You may be giving too much importance to resolution. The MTF is about percent of contrast. Of course, while resolution is a function of local contrast--contrast across a boundary--it is the contrast that determines our subjective impression of sharpness. Leica caught on to this in the early '70's (or late '60's), and began designing for contrast first, and worrying a bit less about resolution.

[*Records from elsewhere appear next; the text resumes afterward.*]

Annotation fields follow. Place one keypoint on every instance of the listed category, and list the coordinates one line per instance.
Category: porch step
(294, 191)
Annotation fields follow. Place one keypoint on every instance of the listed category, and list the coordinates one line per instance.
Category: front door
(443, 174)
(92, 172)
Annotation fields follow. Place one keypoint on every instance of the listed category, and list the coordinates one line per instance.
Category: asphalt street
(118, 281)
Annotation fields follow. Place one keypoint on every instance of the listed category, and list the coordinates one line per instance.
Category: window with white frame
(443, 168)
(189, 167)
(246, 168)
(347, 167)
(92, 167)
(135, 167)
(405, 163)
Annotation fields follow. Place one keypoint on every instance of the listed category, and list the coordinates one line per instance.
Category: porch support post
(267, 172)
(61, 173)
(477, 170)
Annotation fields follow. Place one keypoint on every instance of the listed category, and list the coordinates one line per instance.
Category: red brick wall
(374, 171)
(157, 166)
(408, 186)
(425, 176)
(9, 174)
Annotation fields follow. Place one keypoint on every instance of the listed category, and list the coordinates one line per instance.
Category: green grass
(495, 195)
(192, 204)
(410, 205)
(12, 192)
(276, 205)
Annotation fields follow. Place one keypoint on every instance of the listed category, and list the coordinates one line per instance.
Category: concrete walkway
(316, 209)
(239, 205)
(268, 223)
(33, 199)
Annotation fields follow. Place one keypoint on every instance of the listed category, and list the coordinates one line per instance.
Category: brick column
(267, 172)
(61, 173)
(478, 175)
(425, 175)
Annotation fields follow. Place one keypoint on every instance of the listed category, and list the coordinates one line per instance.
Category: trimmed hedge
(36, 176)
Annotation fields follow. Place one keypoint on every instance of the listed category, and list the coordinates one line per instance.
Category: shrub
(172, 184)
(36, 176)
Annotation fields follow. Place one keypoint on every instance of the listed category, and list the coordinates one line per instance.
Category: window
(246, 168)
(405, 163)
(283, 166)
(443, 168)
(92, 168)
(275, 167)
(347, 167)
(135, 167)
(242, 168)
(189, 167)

The MTF is a record of the lens's transfer function: contrast out over contrast in, times 100 percent. So a perfect lens would graph out as a flat line across the top of the graph, no loss in contrast at any aperture or any spatial frequency, from the center to the corners. No one has yet made such a lens that I know of; but if they did, I don't think everyone would like it. When people complain about a lens, the complaint may not be about a lack of sharpness. It might instead be that the lens has too much contrast. Sometimes this is said about some CV lenses, or the Leica asphericals. Some find the picture "harsh" in appearance. I think that's why folks still look for some of the older German lenses, like a 50mm Summarit or a collapsible Summicron. I've read that certain directors wants their films shot with older lenses, finding the current state of the art ones too sharp--even when blow up to movie screen size. Traditional spherical lenses get praise for having "3-D pop" or the picture has "glow" or it's "liquid."
A frequent comment here is that high contrast is great for color, but too much contrast is bad for black & white work. A lower contrast lens might have more flare, reflecting a little stray light into dark areas, giving them an impression of volume rather than empty blackness.
So I think the MTF may be telling us as much or more about how contrast affects the overall look--harsh vs. smooth--vs. how resolution affects that look.
I guess it's a bit analogous to sound reproduction. One listener may prefer the detailed sound of a solid state amplifier, while another finds that a tube amp sounds more like real music.